C. Blue Shield is collaterally estopped from asserting that PIVIT is experimental

In 2002, an administrative law judge concluded that ADRI's PIVIT treatment is not experimental.   The action was an administrative appeal after MCOs (administered by Blue Shield) denied coverage for PIVIT treatment provided by ADRI. The MCOs are self-funded PPOs (PERS Care and PERS Choice) created by the California Public Employees' Retirement System (CalPERS) for its members.   Blue Shield served as third party administrator for approval, processing, and payment of all health care insurance claims for the MCOs. In 1998, Blue Shield decided that PIVIT was experimental and stopped paying for ADRI's treatment.   Several MCO subscribers contested Blue Shield's coverage determination through internal, then administrative, proceedings.

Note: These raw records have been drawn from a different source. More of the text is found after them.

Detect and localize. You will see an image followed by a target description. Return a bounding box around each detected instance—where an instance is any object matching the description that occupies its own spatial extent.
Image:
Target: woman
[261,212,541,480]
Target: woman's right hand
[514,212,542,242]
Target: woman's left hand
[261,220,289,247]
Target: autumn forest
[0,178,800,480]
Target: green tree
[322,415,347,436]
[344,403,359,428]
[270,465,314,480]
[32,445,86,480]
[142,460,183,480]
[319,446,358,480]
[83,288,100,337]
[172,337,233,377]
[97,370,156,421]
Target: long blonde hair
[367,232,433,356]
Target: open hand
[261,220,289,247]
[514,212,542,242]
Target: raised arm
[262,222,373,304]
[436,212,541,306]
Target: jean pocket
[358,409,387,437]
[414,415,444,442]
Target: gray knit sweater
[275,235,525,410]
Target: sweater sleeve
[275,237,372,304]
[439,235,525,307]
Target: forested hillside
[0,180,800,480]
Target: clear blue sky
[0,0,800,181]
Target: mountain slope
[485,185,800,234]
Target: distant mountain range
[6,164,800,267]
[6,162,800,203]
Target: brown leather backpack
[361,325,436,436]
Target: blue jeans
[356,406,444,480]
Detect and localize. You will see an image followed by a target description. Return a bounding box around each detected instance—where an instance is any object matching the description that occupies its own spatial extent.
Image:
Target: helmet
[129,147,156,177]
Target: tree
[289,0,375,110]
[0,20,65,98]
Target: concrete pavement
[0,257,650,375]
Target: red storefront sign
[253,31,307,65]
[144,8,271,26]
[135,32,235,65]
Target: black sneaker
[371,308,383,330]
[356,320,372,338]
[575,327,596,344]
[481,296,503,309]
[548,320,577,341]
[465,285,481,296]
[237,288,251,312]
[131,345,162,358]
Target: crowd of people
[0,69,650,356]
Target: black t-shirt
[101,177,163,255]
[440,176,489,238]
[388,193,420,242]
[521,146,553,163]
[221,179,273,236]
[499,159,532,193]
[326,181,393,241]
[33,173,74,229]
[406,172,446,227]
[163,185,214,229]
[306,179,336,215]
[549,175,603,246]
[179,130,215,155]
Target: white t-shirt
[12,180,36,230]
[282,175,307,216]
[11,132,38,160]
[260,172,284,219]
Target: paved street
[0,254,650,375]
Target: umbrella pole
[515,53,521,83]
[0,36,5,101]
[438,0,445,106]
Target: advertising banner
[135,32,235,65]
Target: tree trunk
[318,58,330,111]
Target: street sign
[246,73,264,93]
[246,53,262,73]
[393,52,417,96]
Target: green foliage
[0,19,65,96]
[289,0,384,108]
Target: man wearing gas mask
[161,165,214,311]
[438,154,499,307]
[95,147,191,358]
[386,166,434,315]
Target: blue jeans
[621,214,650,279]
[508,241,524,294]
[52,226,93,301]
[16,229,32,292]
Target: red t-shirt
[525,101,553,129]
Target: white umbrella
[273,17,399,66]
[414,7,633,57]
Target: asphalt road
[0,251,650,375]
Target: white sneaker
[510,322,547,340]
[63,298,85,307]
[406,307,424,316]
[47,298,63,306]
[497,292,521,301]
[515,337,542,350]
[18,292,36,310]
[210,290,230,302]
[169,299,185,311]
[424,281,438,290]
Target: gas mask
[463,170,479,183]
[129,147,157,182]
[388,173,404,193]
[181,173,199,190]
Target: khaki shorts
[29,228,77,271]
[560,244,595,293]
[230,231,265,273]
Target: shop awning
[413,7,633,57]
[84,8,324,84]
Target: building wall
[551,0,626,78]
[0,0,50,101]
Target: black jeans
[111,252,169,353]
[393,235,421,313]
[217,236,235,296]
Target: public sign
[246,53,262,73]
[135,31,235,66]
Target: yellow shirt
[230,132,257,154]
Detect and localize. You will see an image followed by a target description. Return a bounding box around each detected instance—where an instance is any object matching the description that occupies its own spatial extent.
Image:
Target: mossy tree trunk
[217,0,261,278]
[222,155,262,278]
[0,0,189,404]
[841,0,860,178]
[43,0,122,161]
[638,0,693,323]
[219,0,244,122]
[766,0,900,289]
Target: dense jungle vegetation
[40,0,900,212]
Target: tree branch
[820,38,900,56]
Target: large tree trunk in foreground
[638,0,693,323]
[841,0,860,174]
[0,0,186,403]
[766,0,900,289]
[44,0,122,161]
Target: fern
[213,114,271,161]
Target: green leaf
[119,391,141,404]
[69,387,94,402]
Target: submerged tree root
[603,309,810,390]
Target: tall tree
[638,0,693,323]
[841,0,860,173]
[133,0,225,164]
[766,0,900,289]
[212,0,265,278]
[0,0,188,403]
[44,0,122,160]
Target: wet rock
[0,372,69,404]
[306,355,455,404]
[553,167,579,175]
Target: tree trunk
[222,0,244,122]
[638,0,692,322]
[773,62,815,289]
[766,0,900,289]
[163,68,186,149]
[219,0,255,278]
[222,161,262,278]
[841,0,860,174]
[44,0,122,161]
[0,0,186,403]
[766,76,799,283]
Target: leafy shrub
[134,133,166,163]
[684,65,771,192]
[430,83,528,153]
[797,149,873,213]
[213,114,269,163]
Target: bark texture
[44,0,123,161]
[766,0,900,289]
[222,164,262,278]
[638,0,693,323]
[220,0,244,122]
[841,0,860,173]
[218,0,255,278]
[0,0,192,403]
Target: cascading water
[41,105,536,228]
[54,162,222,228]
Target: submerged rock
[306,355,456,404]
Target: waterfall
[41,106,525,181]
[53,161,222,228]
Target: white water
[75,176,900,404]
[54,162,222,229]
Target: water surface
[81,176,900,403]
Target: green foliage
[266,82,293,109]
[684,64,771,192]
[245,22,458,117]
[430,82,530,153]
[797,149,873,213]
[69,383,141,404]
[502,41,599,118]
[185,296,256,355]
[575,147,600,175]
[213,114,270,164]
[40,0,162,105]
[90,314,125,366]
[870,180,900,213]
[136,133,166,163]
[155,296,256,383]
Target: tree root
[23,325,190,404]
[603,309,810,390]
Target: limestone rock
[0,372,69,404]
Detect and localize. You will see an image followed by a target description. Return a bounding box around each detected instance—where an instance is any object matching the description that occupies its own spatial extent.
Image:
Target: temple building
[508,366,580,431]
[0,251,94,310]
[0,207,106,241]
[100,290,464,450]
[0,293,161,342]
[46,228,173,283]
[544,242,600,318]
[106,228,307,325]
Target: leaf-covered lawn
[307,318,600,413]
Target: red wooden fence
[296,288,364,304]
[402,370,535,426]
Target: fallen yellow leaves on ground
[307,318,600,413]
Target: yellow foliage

An administrative judge, following a two-week testimonial hearing, issued a comprehensive 57-page decision, which stated:  “hepatic activation [PIVIT] is now, and has been since at least 1987, in accordance with generally accepted medical professional standards as being safe and effective for use in the treatment of Type 1 and Type 2 diabetes and its complications.   There was significant, persuasive, credible proof of this in this record, with respect to respondents [subscribers] and others as well.”

The trial court here ruled that this prior administrative determination collaterally estopped Blue Shield from asserting that PIVIT is experimental, and thus not covered by the health plan.   Blue Shield disputes the court's ruling upon contentions that the issue resolved in the prior administrative hearing is not identical to the issue here and that Blue Shield was not in privity with the MCOs in the prior proceeding.   We affirm the ruling.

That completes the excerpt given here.